CNW's Spinella said the plan--at least the Hyundai part of it--is working, partly because new vehicles like Hyundai's premium Azera sedan and redesigned vehicles like Sonata are casting a halo over the entire brand. (Still, news broke yesterday that Michelle Cervantez, vice president of marketing since 2005 for Hyundai Motor America, has left the company.)

"People are looking at it as not being cheap, but being competitive with Nissan, and with some Toyota products," he said.

Kia, which has posted nine consecutive months of record sales, sold 23,877 vehicles last month, and 221,998 vehicles YTD--a 2.6 percent increase versus the same nine months of 2005.

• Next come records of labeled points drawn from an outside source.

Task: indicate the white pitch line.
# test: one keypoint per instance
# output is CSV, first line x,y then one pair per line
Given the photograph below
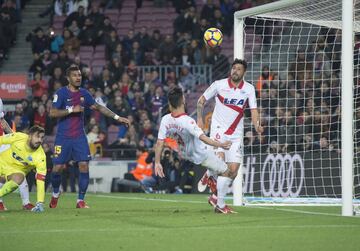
x,y
203,202
204,227
149,199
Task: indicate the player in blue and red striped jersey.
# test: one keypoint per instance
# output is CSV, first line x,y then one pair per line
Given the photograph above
x,y
69,103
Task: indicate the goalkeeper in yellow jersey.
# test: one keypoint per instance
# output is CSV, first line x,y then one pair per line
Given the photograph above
x,y
25,153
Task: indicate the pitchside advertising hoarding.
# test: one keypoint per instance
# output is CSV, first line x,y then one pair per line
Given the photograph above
x,y
297,174
13,86
314,173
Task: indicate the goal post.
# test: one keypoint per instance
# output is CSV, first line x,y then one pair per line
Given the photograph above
x,y
274,35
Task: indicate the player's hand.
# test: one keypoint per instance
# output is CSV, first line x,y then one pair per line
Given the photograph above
x,y
226,145
159,170
200,123
124,121
259,129
39,208
78,108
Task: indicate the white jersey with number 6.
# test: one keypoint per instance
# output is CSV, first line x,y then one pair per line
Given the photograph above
x,y
231,101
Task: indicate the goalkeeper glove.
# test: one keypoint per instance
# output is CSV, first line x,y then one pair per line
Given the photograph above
x,y
38,208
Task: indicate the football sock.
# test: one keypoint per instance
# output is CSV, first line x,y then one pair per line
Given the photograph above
x,y
55,182
8,187
211,173
1,184
222,187
24,192
83,184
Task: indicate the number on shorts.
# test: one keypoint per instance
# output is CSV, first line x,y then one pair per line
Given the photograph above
x,y
57,149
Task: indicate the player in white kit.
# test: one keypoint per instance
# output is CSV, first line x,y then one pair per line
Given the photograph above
x,y
23,188
193,144
232,95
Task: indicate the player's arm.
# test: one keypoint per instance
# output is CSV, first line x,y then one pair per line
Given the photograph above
x,y
226,145
199,111
254,112
59,113
5,126
210,92
108,113
11,138
256,121
40,179
56,110
158,151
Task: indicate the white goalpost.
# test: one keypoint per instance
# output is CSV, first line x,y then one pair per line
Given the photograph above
x,y
302,62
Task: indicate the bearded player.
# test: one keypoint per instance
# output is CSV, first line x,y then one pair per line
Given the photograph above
x,y
71,143
232,95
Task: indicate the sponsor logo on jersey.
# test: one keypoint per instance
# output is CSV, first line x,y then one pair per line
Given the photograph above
x,y
233,101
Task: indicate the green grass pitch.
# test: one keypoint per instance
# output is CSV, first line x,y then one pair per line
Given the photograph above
x,y
172,222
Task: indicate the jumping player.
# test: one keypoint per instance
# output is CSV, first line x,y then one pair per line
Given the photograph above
x,y
232,95
190,138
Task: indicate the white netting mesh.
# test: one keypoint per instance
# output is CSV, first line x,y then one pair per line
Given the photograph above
x,y
294,57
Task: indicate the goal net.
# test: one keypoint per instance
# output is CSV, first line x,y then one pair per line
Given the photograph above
x,y
294,56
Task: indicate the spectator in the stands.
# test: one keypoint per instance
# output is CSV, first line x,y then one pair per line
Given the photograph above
x,y
111,40
81,4
155,40
128,40
167,51
116,68
88,33
71,42
57,76
79,16
57,41
121,53
144,39
220,63
104,80
40,42
38,85
37,64
136,53
187,79
207,11
40,116
63,7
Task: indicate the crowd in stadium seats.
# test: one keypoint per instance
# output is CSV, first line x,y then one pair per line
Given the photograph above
x,y
91,35
10,15
301,111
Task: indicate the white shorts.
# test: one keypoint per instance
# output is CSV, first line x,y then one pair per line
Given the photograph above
x,y
235,153
214,162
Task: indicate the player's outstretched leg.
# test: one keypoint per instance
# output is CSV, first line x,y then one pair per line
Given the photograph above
x,y
14,180
83,184
55,182
2,205
24,194
223,184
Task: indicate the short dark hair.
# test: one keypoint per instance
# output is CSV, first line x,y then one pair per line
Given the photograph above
x,y
71,68
175,96
36,129
240,61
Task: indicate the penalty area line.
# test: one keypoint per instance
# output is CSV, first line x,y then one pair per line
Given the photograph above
x,y
274,207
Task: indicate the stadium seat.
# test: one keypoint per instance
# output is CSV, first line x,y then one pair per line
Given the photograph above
x,y
112,133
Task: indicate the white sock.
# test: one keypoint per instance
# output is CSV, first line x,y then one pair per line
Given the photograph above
x,y
222,187
1,184
24,192
211,173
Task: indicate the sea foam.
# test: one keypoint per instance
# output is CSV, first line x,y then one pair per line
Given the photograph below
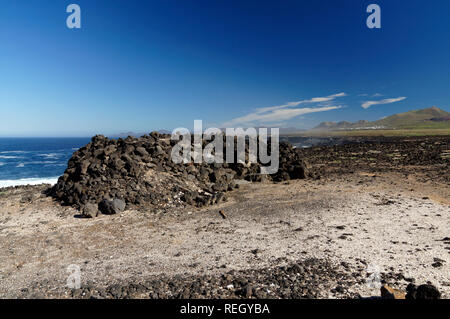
x,y
28,181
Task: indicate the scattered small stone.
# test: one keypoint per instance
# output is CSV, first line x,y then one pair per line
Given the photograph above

Most Kia customers are former Chrysler, Ford and GM drivers, said Beavis, "so the worse it gets for them the better it gets for us." Beavis joined the company in May last year from Mitsubishi Motors North America.

The company, Beavis said, is shifting its marketing and media dollars away from national network TV, and toward Internet, events, Web, print, and cable.

"We were very TV-centric when I got here; it's still the bulk of what we do, but it's now more evenly divided between network, cable and spot." He added that Kia will increase its focus on regional marketing.

Beavis added that Kia is also bulking up on ride-and-drive type events that get consumers behind the wheel of its cars. This summer, the company ran 19 such events at soccer events through sponsorship of American Youth Soccer, and with Magic Johnson Enterprises in urban markets.